Why Your Bloody Mary Tastes Better on a Plane

Who among us has never complained about airplane food?

Today’s in-flight offerings tend to be so common, so bland, so offensively inoffensive. The gluey chicken or the dense pasta? If the plastic tray offerings weren’t so good at breaking the monotony on an hours-long flight, the answer for most people, on the ground at least, would be “no thanks.” Unless, oddly, it involves tomatoes. More on that in a minute.

But airline food has a deeper story. There’s a reason every item served on board, from ginger ale to a dinner roll, was chosen to fly. Each one tells a story about the history of flight and of human taste.

Take the early days. At the dawn of commercial travel, flights were slow and distances long. Food was the only entertainment available. To build the feeble business of commercial air travel, airlines made the service luxurious, which, aside from well-dressed pilots and smiling stewardesses, brought lobster, prime rib, and glasses of wine always topped off.

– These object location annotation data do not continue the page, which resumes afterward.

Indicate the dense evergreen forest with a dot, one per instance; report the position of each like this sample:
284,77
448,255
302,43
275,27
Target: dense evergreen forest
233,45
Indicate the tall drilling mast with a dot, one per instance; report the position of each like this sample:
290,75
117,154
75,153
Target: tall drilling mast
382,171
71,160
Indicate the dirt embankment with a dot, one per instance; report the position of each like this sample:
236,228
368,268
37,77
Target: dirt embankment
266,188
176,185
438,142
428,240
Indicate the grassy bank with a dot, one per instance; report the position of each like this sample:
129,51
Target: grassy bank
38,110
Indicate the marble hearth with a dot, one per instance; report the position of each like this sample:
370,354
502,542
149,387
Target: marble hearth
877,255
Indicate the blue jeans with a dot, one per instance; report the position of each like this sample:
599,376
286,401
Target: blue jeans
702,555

Just 50 to 60 people on board was a small enough audience for luxury service. “The travail has been taken out of travel,” a Pan American ad from 1958 proclaimed. An announcer also pointed out each trans-Atlantic jet was equipped with four simultaneously-operating galleys, each producing delicious food in less than five minutes. No cabin pressurization meant that low-flying planes kept the air—and the meat—from drying out.

1950s in-flight service

The halcyon days of regular in-flight gourmet meals are long gone, but drinking tomato juice may help you hang on for another hour. Photo by Underwood Archives/Getty Images

Every innovation in flight has come at the expense of food. Economy class, which arrived in the 50s, meant stuffing more people into less space, which eventually resulted in compromising kitchens for more seats. More seats demanded more meals, making five-star dining unfeasible (and awkward). Airlines that first employed on-board chefs contracted out meal-making to less costly companies.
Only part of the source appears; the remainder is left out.